BREAKING

恐竜時代の海に全長19メートルの巨大タコ――化石調査で存在が示唆

元記事公開:

恐竜が陸上を支配していた時代、海中にはクジラに匹敵する巨大なタコが生息していた可能性がある。カナダ放送協会(CBC)などが報じた最新の化石研究によって、その驚くべき姿が浮かび上がってきた。

今回の研究は、カナダ・ブリティッシュコロンビア州および日本で発見された化石に基づいている。研究チームは、化石に残されたタコの嘴(くちばし)や顎の大きさを手がかりに全体の体長を推定し、最大で約19メートルに達していた可能性があると結論づけた。これは現生のほとんどのクジラに匹敵する規模であり、現在知られている最古のタコとしても注目される。

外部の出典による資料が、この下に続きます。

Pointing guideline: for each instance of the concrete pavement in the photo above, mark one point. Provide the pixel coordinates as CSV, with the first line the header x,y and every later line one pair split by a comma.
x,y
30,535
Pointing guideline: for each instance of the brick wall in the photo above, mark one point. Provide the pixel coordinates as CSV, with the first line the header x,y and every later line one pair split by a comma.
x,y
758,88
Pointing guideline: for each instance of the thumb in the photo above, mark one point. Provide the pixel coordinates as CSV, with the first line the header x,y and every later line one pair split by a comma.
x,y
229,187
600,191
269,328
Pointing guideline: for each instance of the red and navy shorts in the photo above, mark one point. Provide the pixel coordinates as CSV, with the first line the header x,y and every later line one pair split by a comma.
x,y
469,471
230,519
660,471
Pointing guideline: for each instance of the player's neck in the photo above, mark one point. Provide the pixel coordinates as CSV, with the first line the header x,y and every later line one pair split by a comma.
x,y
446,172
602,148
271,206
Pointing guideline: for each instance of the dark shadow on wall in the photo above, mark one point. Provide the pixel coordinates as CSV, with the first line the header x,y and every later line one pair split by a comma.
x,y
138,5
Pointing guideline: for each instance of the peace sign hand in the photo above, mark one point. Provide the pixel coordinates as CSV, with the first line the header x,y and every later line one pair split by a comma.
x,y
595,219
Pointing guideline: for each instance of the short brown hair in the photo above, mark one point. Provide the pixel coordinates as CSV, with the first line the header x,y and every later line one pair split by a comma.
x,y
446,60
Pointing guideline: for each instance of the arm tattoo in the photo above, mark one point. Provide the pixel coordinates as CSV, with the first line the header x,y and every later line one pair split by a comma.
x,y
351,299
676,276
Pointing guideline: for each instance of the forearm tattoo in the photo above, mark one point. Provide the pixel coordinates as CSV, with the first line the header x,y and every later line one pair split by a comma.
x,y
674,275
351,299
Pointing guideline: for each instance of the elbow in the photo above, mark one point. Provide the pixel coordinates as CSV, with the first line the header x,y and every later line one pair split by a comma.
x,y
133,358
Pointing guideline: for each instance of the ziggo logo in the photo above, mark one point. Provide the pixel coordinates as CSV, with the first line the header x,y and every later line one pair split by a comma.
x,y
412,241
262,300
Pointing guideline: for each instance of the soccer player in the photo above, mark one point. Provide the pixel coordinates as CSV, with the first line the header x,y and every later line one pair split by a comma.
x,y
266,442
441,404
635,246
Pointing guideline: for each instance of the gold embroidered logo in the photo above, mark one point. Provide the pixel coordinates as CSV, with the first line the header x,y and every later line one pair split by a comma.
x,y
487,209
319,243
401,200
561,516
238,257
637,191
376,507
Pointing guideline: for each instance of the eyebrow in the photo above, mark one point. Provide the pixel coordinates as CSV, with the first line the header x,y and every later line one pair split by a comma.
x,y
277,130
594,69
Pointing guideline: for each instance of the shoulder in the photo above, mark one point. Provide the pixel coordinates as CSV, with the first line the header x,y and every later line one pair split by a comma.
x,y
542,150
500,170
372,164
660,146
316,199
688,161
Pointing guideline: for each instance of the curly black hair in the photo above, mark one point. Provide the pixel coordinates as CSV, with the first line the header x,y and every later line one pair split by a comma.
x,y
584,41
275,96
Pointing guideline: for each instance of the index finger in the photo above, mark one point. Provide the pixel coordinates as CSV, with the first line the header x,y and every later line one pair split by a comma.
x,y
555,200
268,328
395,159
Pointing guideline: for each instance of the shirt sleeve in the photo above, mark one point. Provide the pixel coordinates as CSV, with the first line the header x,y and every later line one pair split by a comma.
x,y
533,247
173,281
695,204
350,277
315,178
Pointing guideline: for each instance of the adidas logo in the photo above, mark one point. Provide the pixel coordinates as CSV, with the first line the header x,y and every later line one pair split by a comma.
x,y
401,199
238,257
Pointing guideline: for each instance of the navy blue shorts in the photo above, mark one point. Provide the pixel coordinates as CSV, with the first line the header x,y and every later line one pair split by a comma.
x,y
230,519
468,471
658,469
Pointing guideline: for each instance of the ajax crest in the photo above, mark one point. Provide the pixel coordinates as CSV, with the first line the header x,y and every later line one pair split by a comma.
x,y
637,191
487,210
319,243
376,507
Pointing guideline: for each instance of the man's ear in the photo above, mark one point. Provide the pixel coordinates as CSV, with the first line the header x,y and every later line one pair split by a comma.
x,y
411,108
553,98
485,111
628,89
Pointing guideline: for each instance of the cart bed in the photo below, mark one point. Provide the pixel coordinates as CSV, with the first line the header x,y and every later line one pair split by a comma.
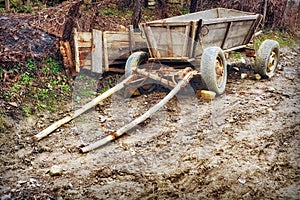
x,y
183,38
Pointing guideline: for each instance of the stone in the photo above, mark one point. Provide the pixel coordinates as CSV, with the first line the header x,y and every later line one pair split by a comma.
x,y
244,75
257,76
55,171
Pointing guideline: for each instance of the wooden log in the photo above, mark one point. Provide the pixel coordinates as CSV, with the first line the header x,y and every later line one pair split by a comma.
x,y
76,51
97,51
78,112
142,118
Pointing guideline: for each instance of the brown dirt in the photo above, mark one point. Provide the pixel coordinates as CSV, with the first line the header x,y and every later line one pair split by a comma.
x,y
242,145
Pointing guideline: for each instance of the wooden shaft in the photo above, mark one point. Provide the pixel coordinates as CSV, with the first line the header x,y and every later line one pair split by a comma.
x,y
78,112
142,118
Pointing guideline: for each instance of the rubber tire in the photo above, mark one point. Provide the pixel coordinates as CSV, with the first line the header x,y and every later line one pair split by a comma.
x,y
208,69
262,58
134,60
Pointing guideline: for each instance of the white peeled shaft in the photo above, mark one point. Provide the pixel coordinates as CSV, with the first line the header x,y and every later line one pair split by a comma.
x,y
143,117
83,109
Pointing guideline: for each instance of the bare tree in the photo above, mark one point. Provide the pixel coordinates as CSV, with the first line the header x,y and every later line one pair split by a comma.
x,y
137,13
7,4
193,6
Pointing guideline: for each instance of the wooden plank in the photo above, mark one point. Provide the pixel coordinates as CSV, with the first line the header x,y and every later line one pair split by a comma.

この巨大タコは、長大な触手で獲物を捕らえ、強力な顎で殻や骨を砕いて捕食していたと考えられている。恐竜時代の海洋生態系にこれほどの大型頭足類が存在していた事実は、当時の海がいかに多様で複雑な食物連鎖を形成していたかを示す重要な証拠といえる。

この研究成果は、現代のタコとの系統的なつながりや、頭足類の進化過程を解き明かす手がかりとなるだけでなく、恐竜時代の海洋環境を総合的に理解するうえでも貴重な知見を提供するものとして、今後のさらなる調査が期待される。